A questa frustrazione si aggiungono i messaggi contraddittori di Google sullo stato di salute del Web. In pubblico, i dirigenti hanno dimostrato fiducia.

Il responsabile della ricerca di Google, Liz Reid, ha affermato in agosto che”nel complesso, il volume totale di clic organici dalla Ricerca Google ai siti web è stato relativamente stabile anno dopo anno.”

Tuttavia, in un atto depositato in tribunale negli Stati Uniti poche settimane dopo, gli avvocati dell’azienda hanno raccontato una storia radicalmente diversa per difendersi da una rottura forzata della sua attività pubblicitaria, affermando:”il fatto è che oggi, il web aperto è già in rapido declino e la proposta di cessione dei querelanti non farebbe altro che accelerare tale declino…”

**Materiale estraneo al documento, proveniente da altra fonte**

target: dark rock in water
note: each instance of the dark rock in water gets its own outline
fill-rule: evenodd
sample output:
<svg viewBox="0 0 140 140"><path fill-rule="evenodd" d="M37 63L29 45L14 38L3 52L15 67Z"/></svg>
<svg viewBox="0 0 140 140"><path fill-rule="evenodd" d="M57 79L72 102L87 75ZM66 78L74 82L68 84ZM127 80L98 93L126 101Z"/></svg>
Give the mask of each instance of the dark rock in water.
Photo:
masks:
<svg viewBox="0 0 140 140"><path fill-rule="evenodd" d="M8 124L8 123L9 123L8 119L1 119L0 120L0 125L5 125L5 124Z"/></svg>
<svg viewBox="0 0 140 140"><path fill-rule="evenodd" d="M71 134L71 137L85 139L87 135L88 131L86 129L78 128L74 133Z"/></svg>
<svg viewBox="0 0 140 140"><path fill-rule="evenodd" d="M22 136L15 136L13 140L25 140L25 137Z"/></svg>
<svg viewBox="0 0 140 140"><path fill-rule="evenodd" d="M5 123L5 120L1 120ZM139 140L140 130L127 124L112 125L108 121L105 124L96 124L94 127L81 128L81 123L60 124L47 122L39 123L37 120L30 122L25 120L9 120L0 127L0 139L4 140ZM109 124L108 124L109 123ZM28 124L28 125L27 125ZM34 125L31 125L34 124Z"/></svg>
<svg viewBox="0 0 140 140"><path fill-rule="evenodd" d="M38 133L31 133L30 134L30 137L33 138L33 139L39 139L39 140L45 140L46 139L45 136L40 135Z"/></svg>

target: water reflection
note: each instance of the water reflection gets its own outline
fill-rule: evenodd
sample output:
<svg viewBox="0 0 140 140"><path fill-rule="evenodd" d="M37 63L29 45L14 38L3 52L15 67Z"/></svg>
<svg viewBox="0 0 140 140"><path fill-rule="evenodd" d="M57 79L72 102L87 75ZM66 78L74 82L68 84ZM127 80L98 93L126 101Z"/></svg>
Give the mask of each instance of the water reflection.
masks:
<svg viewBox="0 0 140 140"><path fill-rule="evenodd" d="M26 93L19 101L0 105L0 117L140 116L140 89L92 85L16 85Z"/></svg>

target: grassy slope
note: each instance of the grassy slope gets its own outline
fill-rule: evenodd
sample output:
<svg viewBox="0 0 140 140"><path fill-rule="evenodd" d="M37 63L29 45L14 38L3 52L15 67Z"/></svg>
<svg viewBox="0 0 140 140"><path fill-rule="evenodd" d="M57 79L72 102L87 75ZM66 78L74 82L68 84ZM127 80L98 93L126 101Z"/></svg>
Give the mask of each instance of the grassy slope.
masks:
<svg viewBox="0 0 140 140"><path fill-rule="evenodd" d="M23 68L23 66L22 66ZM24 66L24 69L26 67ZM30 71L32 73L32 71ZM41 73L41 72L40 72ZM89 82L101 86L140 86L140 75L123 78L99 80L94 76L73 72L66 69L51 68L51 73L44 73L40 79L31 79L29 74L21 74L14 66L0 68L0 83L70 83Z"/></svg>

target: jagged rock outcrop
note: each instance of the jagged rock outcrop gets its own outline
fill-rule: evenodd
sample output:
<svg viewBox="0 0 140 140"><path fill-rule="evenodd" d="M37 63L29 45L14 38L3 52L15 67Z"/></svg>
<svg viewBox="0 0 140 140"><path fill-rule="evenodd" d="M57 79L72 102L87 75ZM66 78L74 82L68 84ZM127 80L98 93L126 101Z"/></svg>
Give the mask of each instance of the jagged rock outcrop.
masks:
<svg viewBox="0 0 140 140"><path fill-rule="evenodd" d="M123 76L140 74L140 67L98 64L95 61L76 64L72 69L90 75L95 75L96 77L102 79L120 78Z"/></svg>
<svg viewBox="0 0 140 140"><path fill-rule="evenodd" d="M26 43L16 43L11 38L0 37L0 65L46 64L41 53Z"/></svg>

Tale doppiezza ha distrutto la fiducia e fornito potenti argomenti ai critici. Una recente controversia sullo strumento Opal AI di Google non ha fatto altro che gettare benzina sul fuoco.

Google ha commercializzato lo strumento per la creazione di contenuti”scalabili”, una pratica che ex dipendenti di Google ed esperti SEO hanno affermato viola direttamente le sue stesse politiche anti-spam.

Pedro Dias, un ex membro del team di lotta allo spam di Google, ha osservato che la promozione”questo fa ridere in faccia a molti team di Google che, per decenni, hanno combattuto lo spam e gli abusi in search.”

Per molti editori, queste azioni segnalano il completo crollo dello scambio di valori fondamentale del web. Il vecchio patto dei contenuti per il traffico è morto.

Come ha affermato Danielle Coffey, CEO di News/Media Alliance,”i link erano l’ultima qualità di ricerca che dava agli editori traffico e entrate. Ora Google prende i contenuti con la forza e li utilizza senza alcun ritorno.”

Mentre Google avanza con la sua espansione globale dell’intelligenza artificiale, la nuova indagine dell’UE condotta da Bruxelles rappresenta un altro punto critico nella battaglia per definire il futuro di Internet.